|Newsletter - 2004 Archive|
Benjamin posted this on the discussion list. It didn't have a title, so we slapped one on.
Well, I survived, and have now recovered from this past Saturday/Sunday's 400 km brevet, aka "Toil to the Toll", which went from Lougheed and Boundary to the Coquihalla toll booth and back. The route sheet and first half of the route profile is here:
Weather was quite nice; not much sun, but fairly warm. Highlights include:
Beautiful scenic climb up Chilliwack mountain. We were told there would "probably" be a secret control point. Organizers seem to like putting these at the top of a hill in the first third or so of a ride, and sure enough there was Michel Richard at the top, with a big water container.
Sit down meal at cheapo diner in Hope. Asked for side of mayo for my fries, was given Miracle Whip or similar. Bleah. Ate it anyway. Old woman on a walker "really liked" my blue hair. Sun had come out at this point, stripped down to shorts and sleeveless jersey in preparation for climb up Coquihalla. Wedged my MEC wool jersey between my GoreTex jacket (strapped to my rackpack) and seat bag. It seemed pretty secure (cue ominous fore-shadowy music).
The climb! First up Othello hill, a "Categorie 2" climb. I was not too proud to use the granny gear. A brief, quick descent past turn-off to Othello tunnels, and then the long slog begins. The Coquihalla is actually not that steep, with a similar grade to Burnaby mountain. The main part of the climb is probably similar to biking up to SFU four times in a row, but with much nicer scenery (mountains on both sides, and some good views of the Coquihalla river below to the right). I'm riding with Lindsay Martin, who soon becomes a speck in the distance as we start climbing. I still have to work on getting a little more POWER into these legs.
I pass the summit, which is followed by a bit of a descent to the toll booth. Arrgh! I have to climb this again!
Finally, the toll booth control point.
It turns out Lindsay has only been waiting a few minutes. I gorge
myself on cookies, donuts, etc., provided by the organizers.
It's a lot cooler up here; we can look down and see patches of
snow still on the ground. Hell and Damnation! My wool jersey
is gone. At $63 it's not terribly expensive for wool, and
(Not a "cycling jersey", but functions as one nicely with pockets provided by a short sleeved synthetic jersey over top)
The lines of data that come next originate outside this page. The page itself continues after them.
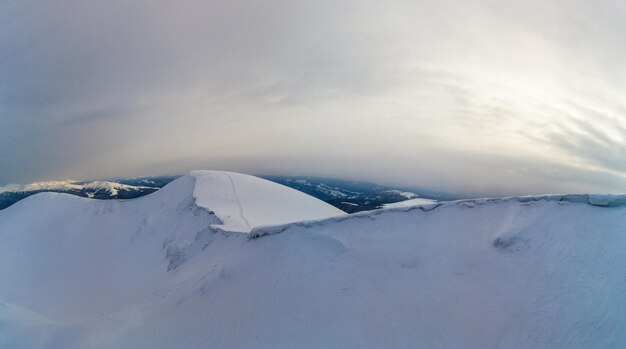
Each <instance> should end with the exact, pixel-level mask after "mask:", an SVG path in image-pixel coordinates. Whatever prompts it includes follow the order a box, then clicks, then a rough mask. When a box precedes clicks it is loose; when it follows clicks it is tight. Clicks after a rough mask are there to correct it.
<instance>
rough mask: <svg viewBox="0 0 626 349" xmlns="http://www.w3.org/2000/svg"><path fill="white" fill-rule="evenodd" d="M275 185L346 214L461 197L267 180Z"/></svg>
mask: <svg viewBox="0 0 626 349" xmlns="http://www.w3.org/2000/svg"><path fill="white" fill-rule="evenodd" d="M264 178H266V179H269V180H271V181H273V182H276V183H280V184H283V185H286V186H288V187H291V188H294V189H298V190H300V191H302V192H305V193H307V194H309V195H311V196H314V197H316V198H318V199H320V200H323V201H325V202H327V203H329V204H331V205H333V206H335V207H337V208H339V209H341V210H343V211H346V212H348V213H355V212H361V211H370V210H375V209H379V208H383V207H385V205H388V204H392V203H397V202H401V201H406V200H408V199H415V198H418V197H419V198H421V199H424V200H430V201H442V200H456V199H460V198H462V196H459V195H458V194H450V193H445V192H439V191H433V190H427V189H424V188H402V189H400V188H398V187H392V186H387V185H380V184H376V183H370V182H362V181H352V180H343V179H336V178H325V177H308V176H265V177H264Z"/></svg>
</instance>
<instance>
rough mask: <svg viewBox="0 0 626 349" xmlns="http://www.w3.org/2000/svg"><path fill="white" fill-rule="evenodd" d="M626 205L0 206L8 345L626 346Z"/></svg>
mask: <svg viewBox="0 0 626 349" xmlns="http://www.w3.org/2000/svg"><path fill="white" fill-rule="evenodd" d="M625 251H626V197H623V196H595V195H594V196H588V195H574V196H543V197H516V198H504V199H477V200H464V201H455V202H442V203H428V202H419V203H418V204H417V205H415V206H402V205H400V206H398V207H391V208H388V209H383V210H376V211H371V212H362V213H358V214H353V215H346V214H343V213H342V212H341V211H339V210H337V209H335V208H334V207H332V206H330V205H327V204H326V203H324V202H321V201H319V200H316V199H314V198H312V197H309V196H307V195H305V194H302V193H299V192H297V191H294V190H292V189H289V188H286V187H283V186H281V185H278V184H274V183H271V182H268V181H264V180H261V179H258V178H255V177H251V176H246V175H241V174H235V173H225V172H214V171H195V172H192V173H191V174H190V175H187V176H184V177H182V178H179V179H177V180H175V181H173V182H172V183H170V184H169V185H167V186H166V187H164V188H163V189H161V190H159V191H157V192H155V193H153V194H150V195H148V196H145V197H142V198H138V199H134V200H127V201H115V200H109V201H100V200H90V199H84V198H79V197H75V196H70V195H65V194H56V193H41V194H37V195H34V196H31V197H28V198H26V199H24V200H22V201H20V202H18V203H16V204H14V205H13V206H11V207H9V208H7V209H5V210H2V211H0V348H624V347H626V331H624V329H626V296H624V295H626V252H625Z"/></svg>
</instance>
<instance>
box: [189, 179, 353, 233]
mask: <svg viewBox="0 0 626 349" xmlns="http://www.w3.org/2000/svg"><path fill="white" fill-rule="evenodd" d="M191 176H193V177H194V178H195V179H196V186H195V188H194V191H193V196H194V198H195V199H196V205H198V206H199V207H202V208H205V209H207V210H209V211H210V212H212V213H214V214H215V215H216V216H217V217H218V218H219V219H220V220H221V221H222V222H221V223H220V224H216V225H213V227H214V228H219V229H221V230H223V231H228V232H243V233H248V232H250V230H252V228H253V227H256V226H262V225H276V224H282V223H290V222H297V221H302V220H309V219H320V218H327V217H332V216H340V215H345V212H343V211H341V210H339V209H337V208H335V207H333V206H331V205H329V204H327V203H325V202H323V201H321V200H318V199H316V198H314V197H312V196H310V195H307V194H304V193H302V192H300V191H297V190H294V189H291V188H288V187H286V186H283V185H280V184H276V183H274V182H270V181H268V180H265V179H262V178H258V177H254V176H249V175H245V174H241V173H233V172H224V171H193V172H192V173H191Z"/></svg>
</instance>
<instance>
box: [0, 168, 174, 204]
mask: <svg viewBox="0 0 626 349" xmlns="http://www.w3.org/2000/svg"><path fill="white" fill-rule="evenodd" d="M178 177H180V176H159V177H141V178H130V179H122V180H99V181H73V180H64V181H46V182H37V183H31V184H26V185H17V184H9V185H7V186H4V187H0V210H2V209H5V208H7V207H9V206H11V205H13V204H14V203H16V202H18V201H20V200H22V199H24V198H27V197H29V196H31V195H34V194H37V193H42V192H55V193H66V194H72V195H76V196H80V197H84V198H92V199H100V200H108V199H134V198H138V197H141V196H145V195H148V194H150V193H153V192H155V191H157V190H159V189H160V188H162V187H164V186H165V185H166V184H168V183H169V182H171V181H173V180H174V179H176V178H178Z"/></svg>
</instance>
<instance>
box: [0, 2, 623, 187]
mask: <svg viewBox="0 0 626 349" xmlns="http://www.w3.org/2000/svg"><path fill="white" fill-rule="evenodd" d="M625 37H626V2H624V1H622V0H613V1H603V0H594V1H589V0H584V1H583V0H551V1H545V0H524V1H521V0H518V1H506V0H491V1H489V0H480V1H471V0H455V1H453V0H438V1H420V0H410V1H395V0H393V1H373V0H349V1H308V0H305V1H303V0H285V1H276V0H266V1H241V0H220V1H215V0H202V1H192V0H178V1H170V0H167V1H166V0H136V1H129V0H123V1H119V0H106V1H104V0H103V1H84V0H75V1H72V0H56V1H30V0H3V1H1V2H0V185H2V184H6V183H27V182H31V181H37V180H44V179H65V178H74V179H91V178H107V177H124V176H136V175H145V174H166V173H169V174H173V173H184V172H186V171H188V170H192V169H201V168H202V169H227V170H234V171H242V172H247V173H265V174H270V173H276V174H280V173H285V174H305V175H306V174H308V175H326V176H338V177H345V178H355V179H369V180H374V181H379V182H385V183H401V184H413V185H420V186H425V187H430V188H435V189H446V190H450V191H460V192H467V193H481V194H492V195H495V194H502V195H504V194H521V193H546V192H550V193H555V192H589V191H594V192H597V191H603V192H626V40H625V39H624V38H625Z"/></svg>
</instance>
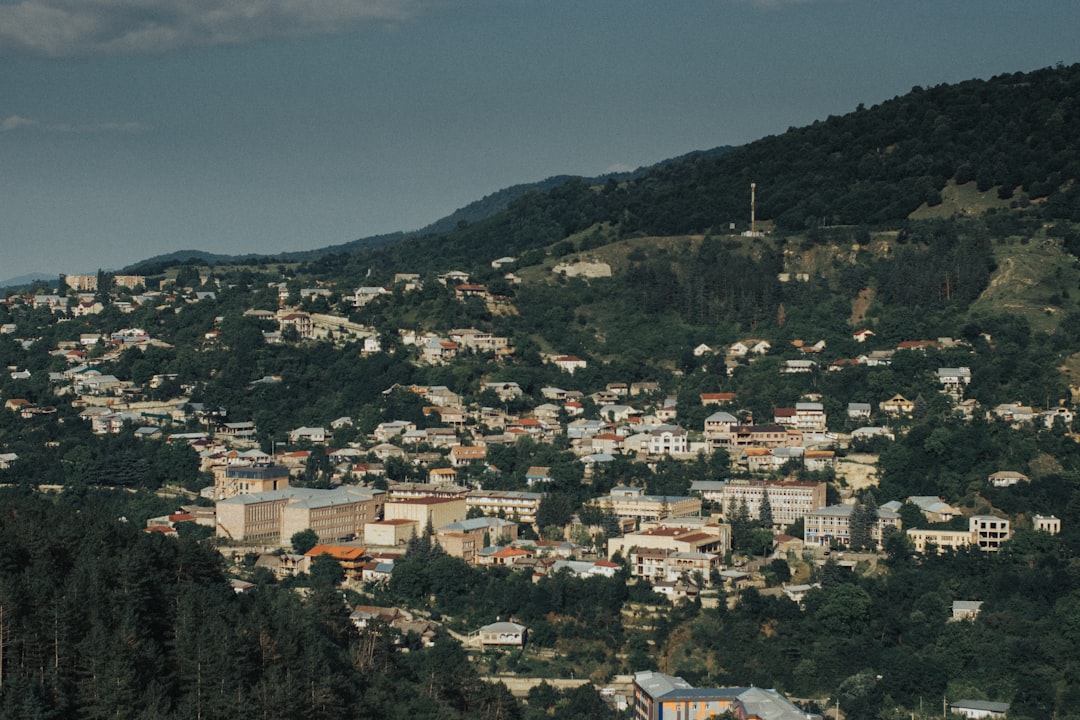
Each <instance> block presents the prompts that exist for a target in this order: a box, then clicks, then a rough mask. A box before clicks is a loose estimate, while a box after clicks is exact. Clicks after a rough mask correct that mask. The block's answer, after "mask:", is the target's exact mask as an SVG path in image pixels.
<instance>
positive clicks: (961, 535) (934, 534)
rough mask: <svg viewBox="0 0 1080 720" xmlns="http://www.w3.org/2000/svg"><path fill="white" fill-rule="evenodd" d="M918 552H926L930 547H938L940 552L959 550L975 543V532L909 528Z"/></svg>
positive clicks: (911, 537)
mask: <svg viewBox="0 0 1080 720" xmlns="http://www.w3.org/2000/svg"><path fill="white" fill-rule="evenodd" d="M905 532H906V533H907V536H908V539H909V540H910V541H912V545H913V546H914V547H915V549H916V552H919V553H926V552H927V548H928V547H933V548H936V552H937V553H939V554H941V553H945V552H947V551H958V549H960V548H962V547H968V546H970V545H974V544H975V533H974V532H972V531H971V530H931V529H924V528H909V529H908V530H906V531H905Z"/></svg>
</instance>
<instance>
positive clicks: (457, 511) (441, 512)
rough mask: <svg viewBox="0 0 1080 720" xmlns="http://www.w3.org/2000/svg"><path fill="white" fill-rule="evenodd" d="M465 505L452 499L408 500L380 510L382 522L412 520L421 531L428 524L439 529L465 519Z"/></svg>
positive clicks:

Psst -- wool jerseys are really nice. You really want to order one of these (yes, you!):
Now we get to ride back down! Strong head winds make this a little less exciting; my dream of coasting most of the way back to Hope is shattered. I also can't see over the concrete barrier in the highway median most of the way down, and never find my jersey. Sigh. Almost everyone else is in front of us, so I don't expect to get it back.
The wind in my face, combined with a full stomach, produce a strong soporific effect, and I find myself starting to nod off as we descend. Feeling less than safe, I signal to Lindsay and we pull over for a two minute power nap. A nice warm tingly sensation suffuses my whole body. endorphins, perhaps? I am then awake enough to continue, thinking about coffee in Hope. Strangely, the journey back down seems even *longer* than the way up.
Feeling more awake at Hope, we decide to press on to the Seabird Island Cafe control. There are some strong head winds coming out of Hope, but we soon get to more sheltered roads, and the wind is probably dying down as evening approaches.
Seabird Island Cafe. We run into Claude Theriault polishing off a bowl of Cream of Mushroom soup and mashed potatoes. This looks really good at this point, and we both follow suit. It is dark at this point.
The rest of the ride is mostly an uneventful journey back along highway #7. I become drowsy several more times, and Lindsay is kind enough to wait for me as I take 3 or 4 more power naps, probably ranging from 2 to 15 minutes each.
Woodside Hill! After cycling 300 km, and approaching from the steeper side, this is not an insignificant climb. Once again, the granny serves me well.
We almost miss the turn-off to Mary Hill bypass. Not caring to go back 40 meters, I hop my bike up and over the concrete median. Mary Hill bypass is less than scenic, but is vastly improved by a barn owl gliding along the highway beside us, maybe 5-10 meters away, looking ghostly in the street lights. It lands in the ditch ahead of us, and we get a great view of it head-on as we pass.
Knight and Day restaurant: we're finished! It is now 4:44 am, 20 hours and 44 minutes after we started. We sit down with Karen and Michel, and polish off a couple slices of now-cold pizza, nevertheless delicious. We collect our finisher's pins, which are of course the real reason we do these rides. We are now a mere 4 km from my house, so I bike home, quickly rinse off in the shower, and ... BED!